[Date Prev][Date Next][Thread Prev][Thread Next][Date Index][Thread Index]
unknown-xyz (was: Volunteer needed to serve as IANA charset reviewer)
Claus F„rber wrote:
>>> "UNKNOWN-UTF16"
>> What's the difference from UTF-16 ?
> UTF-16 "SHOULD be interpreted as being big-endian" if there's
> no BOM, RFC 2781, 4.3. UNKNOWN-UTF16 would not have such a
> fall back.
Okay, but with a good excuse violating a SHOULD is possible...
>>> with alias "UNICODE".
>> Ugh, thanks, but no thanks.
> The idea is to deprecate the label "UNICODE" by tying it to
> an incompletly specified charset.
...sneaky <g>
In reality that boils down to "any even number of octets not
including 0xfeff or 0xfffe", or do I miss something ? Who
could be interested in that difference from "unknown-8bit" ?
---
>>> "UNKNOWN-ISO-8859" with alias "ANSI".
>>> "UNKNOWM-IBMPC" with alias "OEM".
>> One of those could do, "unknown-ascii-8bit", alias "oem".

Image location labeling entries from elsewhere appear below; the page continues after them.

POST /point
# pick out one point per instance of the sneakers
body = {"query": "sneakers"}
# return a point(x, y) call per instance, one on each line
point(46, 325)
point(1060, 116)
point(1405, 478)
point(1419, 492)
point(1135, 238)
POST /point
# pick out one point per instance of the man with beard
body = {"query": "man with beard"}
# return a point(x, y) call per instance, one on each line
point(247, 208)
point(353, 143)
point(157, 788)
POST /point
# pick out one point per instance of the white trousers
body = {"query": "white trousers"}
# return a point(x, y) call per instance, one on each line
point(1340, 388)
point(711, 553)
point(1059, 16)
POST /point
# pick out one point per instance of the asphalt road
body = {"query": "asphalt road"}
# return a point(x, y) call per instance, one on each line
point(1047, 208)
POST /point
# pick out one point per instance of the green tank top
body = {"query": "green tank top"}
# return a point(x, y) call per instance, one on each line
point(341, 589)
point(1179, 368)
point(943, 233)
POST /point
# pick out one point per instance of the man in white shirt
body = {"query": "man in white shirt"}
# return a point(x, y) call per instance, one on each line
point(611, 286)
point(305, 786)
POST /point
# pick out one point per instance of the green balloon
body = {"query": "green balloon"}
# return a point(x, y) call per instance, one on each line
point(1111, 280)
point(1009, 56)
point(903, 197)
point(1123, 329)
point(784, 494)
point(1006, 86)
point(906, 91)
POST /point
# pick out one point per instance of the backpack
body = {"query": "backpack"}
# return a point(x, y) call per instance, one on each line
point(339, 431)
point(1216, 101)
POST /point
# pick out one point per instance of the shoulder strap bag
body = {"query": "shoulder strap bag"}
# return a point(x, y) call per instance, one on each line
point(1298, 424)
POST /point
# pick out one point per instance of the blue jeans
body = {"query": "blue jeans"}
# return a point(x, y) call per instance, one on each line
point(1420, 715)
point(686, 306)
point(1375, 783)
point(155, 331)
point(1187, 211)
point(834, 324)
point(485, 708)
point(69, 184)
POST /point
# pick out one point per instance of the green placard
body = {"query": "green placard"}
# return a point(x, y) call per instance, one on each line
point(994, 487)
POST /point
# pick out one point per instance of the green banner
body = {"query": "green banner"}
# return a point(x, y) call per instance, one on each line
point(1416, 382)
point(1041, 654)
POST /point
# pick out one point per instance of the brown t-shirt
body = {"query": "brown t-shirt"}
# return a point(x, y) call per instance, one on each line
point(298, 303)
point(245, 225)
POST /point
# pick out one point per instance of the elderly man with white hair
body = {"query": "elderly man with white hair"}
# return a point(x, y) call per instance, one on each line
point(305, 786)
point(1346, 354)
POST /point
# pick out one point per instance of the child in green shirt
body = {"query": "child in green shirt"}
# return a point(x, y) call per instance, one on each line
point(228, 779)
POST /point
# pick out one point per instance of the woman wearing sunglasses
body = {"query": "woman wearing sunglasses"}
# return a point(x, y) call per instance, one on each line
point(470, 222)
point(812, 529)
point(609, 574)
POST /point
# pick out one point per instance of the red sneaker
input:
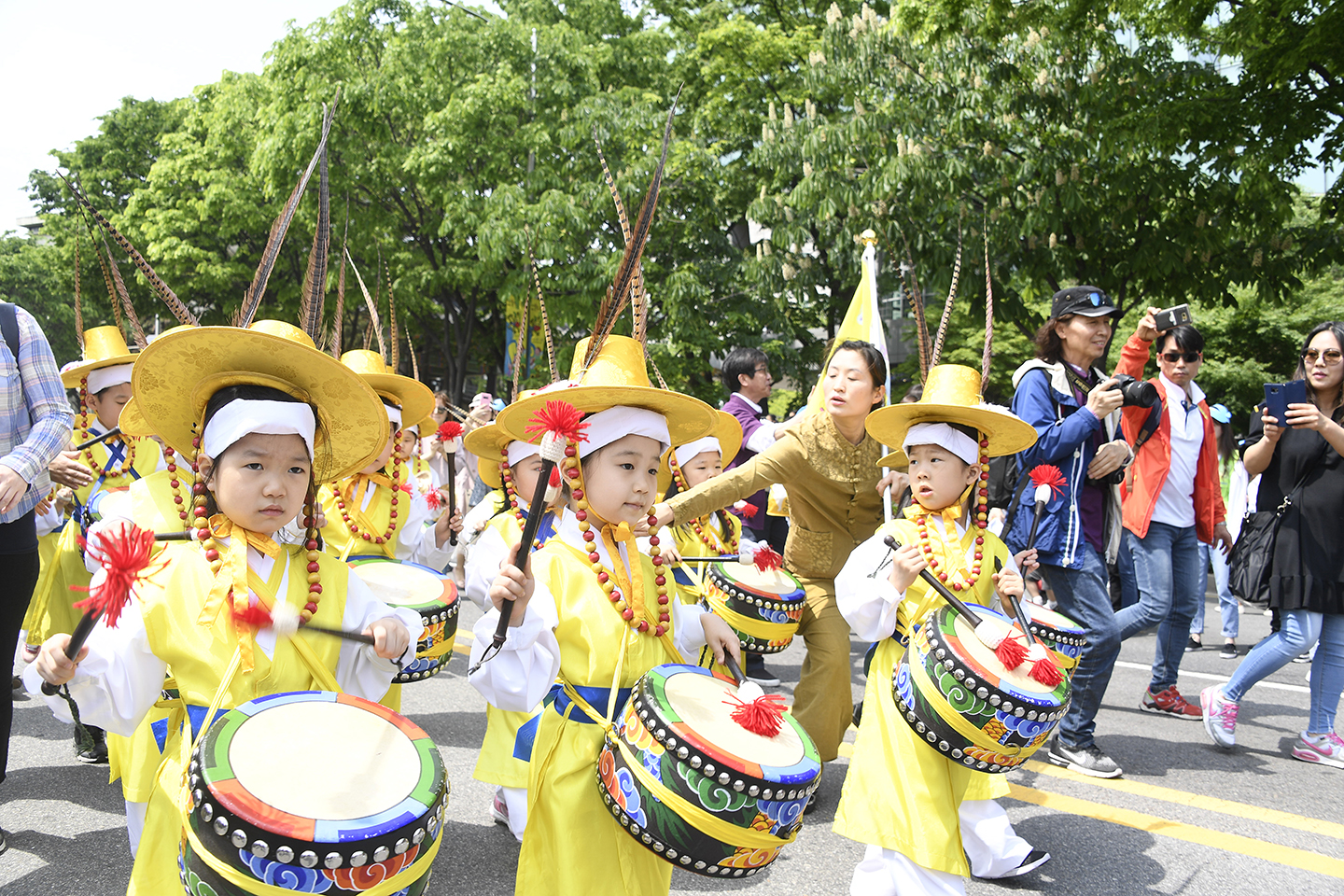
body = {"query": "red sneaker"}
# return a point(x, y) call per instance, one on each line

> We already have UNKNOWN-8BIT.
> When you convert legacy data, you often DO know that
> something is in a DOSish (IBMPC-based) or Windowsish
> (ANSI-based) charset. Having charset labels to carry
> this information (instead of the unspecified UNKNOWN-8BIT)
> is a good idea.
Yes, but why the difference, who's supposed to guess what's
what, and who's interested in the dubious outcome of such
guesses ?
If I screw-up what you get is a bogus "Latin-1", and you can
correctly guess that it must be bogus as soon as you find any
C1 octets. But without human intervention you don't know how
I screwed up, it's windows-1252, pc-multilingual-850+euro, or
worse (cp437, wild mixtures, who knows).
An "unknown-ascii-8bit" => neither ISO-8859-x nor UTF-8, but
at least MIME compatible (one hopes).
The W3C validator could make use of that "unknown-ascii-8bit",
one error for that (if it's only a guess), but then continue
to report unrelated interesting errors.
Frank
--
Honk for 4234 to STD